Ceramide‐1‐phosphate (C‐1‐P) has been shown to regulate many physiological processes, including cell proliferation, phagocytosis, and inflammation. IL‐1β, an inflammatory agonist, has been shown to induce rapid increases in endogenous C‐1‐P levels (Chalfant et al, J Cell Sci , 2005, 118: 4605) and activates ceramide kinase (CERK) in diverse cell types (Pettus et al, Mol. Pharmacology, 2005, 68: 330).

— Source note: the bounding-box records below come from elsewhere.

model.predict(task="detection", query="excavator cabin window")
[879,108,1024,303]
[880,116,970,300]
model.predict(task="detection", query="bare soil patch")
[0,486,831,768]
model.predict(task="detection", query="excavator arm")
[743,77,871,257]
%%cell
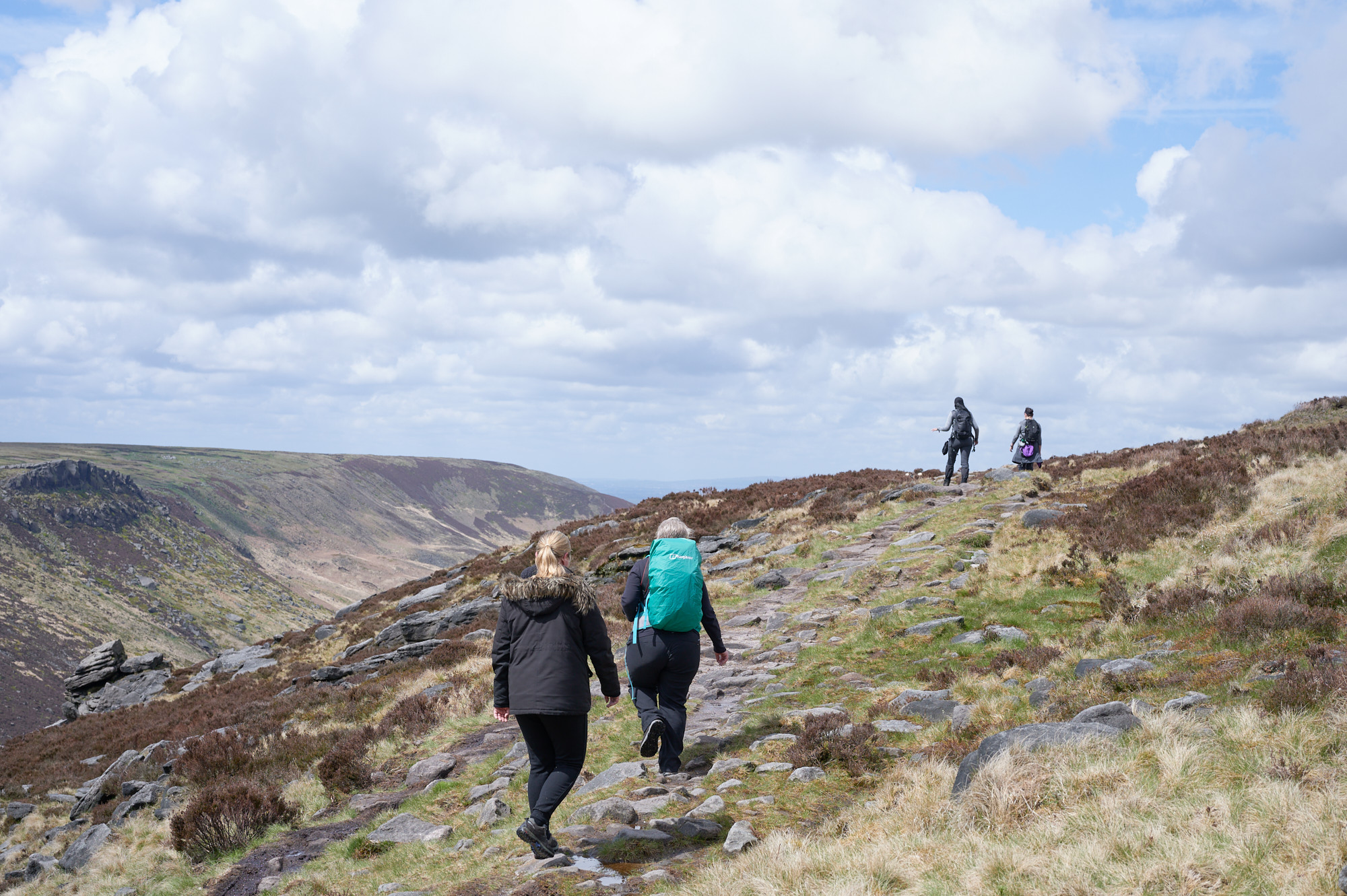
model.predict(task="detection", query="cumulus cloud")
[0,0,1347,477]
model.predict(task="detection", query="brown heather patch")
[170,780,299,861]
[467,468,931,580]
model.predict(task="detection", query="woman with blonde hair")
[622,516,730,775]
[492,530,622,858]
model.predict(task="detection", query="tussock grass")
[682,708,1347,896]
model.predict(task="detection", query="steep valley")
[0,399,1347,896]
[0,443,626,740]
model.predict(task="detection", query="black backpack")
[950,408,973,439]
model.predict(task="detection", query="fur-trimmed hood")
[501,573,598,616]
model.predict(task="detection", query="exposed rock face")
[183,644,276,691]
[954,721,1122,795]
[374,597,498,647]
[4,460,150,531]
[62,640,172,720]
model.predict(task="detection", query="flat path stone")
[366,813,454,843]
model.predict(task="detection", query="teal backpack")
[632,538,702,632]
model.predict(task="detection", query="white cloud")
[0,0,1347,477]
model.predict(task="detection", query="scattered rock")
[1164,690,1211,713]
[467,778,509,803]
[463,796,511,827]
[1075,659,1109,678]
[950,703,973,733]
[901,698,962,721]
[1099,659,1156,675]
[687,796,725,818]
[707,757,753,775]
[566,796,641,825]
[873,718,921,734]
[575,763,649,796]
[1071,699,1141,730]
[723,821,758,854]
[952,721,1122,795]
[366,799,455,843]
[902,616,963,635]
[404,753,458,787]
[1020,507,1061,528]
[58,825,112,870]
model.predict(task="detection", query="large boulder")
[723,821,758,854]
[952,721,1122,795]
[902,616,963,635]
[575,763,649,796]
[404,753,458,787]
[58,825,112,870]
[566,796,641,825]
[70,749,140,821]
[1067,699,1141,730]
[374,597,500,648]
[365,813,454,843]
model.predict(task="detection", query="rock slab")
[952,721,1122,795]
[366,813,454,843]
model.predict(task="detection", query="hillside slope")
[0,400,1347,896]
[0,443,625,740]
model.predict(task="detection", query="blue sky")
[0,0,1347,480]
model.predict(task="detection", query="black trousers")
[515,713,589,825]
[626,628,702,773]
[944,436,973,485]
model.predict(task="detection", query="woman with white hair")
[622,516,730,775]
[492,531,622,858]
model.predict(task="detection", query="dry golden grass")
[682,709,1347,896]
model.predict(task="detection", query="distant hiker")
[492,531,622,858]
[931,399,978,485]
[1010,408,1043,469]
[622,516,730,775]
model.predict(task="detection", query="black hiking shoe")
[641,718,664,759]
[515,818,556,858]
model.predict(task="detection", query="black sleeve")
[702,581,725,654]
[622,558,651,621]
[492,600,513,708]
[581,607,622,697]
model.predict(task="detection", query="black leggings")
[626,628,702,773]
[515,713,589,825]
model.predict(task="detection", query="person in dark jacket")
[1010,408,1043,469]
[622,516,730,775]
[492,531,622,858]
[931,399,978,485]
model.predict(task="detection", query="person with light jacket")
[492,531,622,858]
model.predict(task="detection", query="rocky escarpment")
[61,640,172,720]
[4,460,151,531]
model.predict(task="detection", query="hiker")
[1010,408,1043,469]
[622,516,730,775]
[492,531,622,858]
[931,399,978,485]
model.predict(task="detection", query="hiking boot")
[515,818,556,858]
[641,718,664,759]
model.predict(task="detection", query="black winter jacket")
[622,557,725,654]
[492,576,622,716]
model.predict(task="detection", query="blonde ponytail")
[533,528,571,578]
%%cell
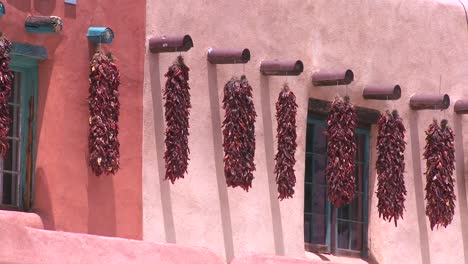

However, there is little known about how CERK is activated in responses to inflammatory or pro‐mitogenic agonists. It is thought that C‐1‐P may inhibit protein phosphatase 1 and 2A to activate the pro‐mitogenic ERK cascade. (Chalfant et al, J Cell Sci , 2005, 118: 4605, Dougherty et al, Mol Cell , 2005, 17:215). In addition, C‐1‐P stimulates ERK2 phosphorylation in osteoblastic cells (Carpio et al, Prostaglandins LeukotEssent Fatty Acids , 1999, 61:267) and stimulates the PI 3 K/Akt pathway leading to cell survival (Gómez‐Muñoz et al, FEBS Letters , 2005, 579:3744). It is thus hypothesized that activation of CERK through a growth factor‐mediated mechanism leads to increased levels of C‐1‐P that can then activate the ERK and Akt pathways in vascular smooth muscles. Our lab has previously shown that increased activation of ERK and Akt occurs after carotid artery balloon angioplasty (Charles et al, Circulation Research , 2000, 87:282). We now show that addition of exogenous C‐1‐P localizes in lipid rafts and leads to activation of Akt. In addition, we demonstrate that PDGF‐activated CERK leads to phosphorylation of ERK in A7r5 vascular smooth muscle cells. Inhibition of CERK‐generated C‐1‐P may be an ideal pharmacological target for the development of anti‐angiogenic or anti‐restenotic therapies. The abstract was funded, in part, by NIH R01 HL66371 to MK.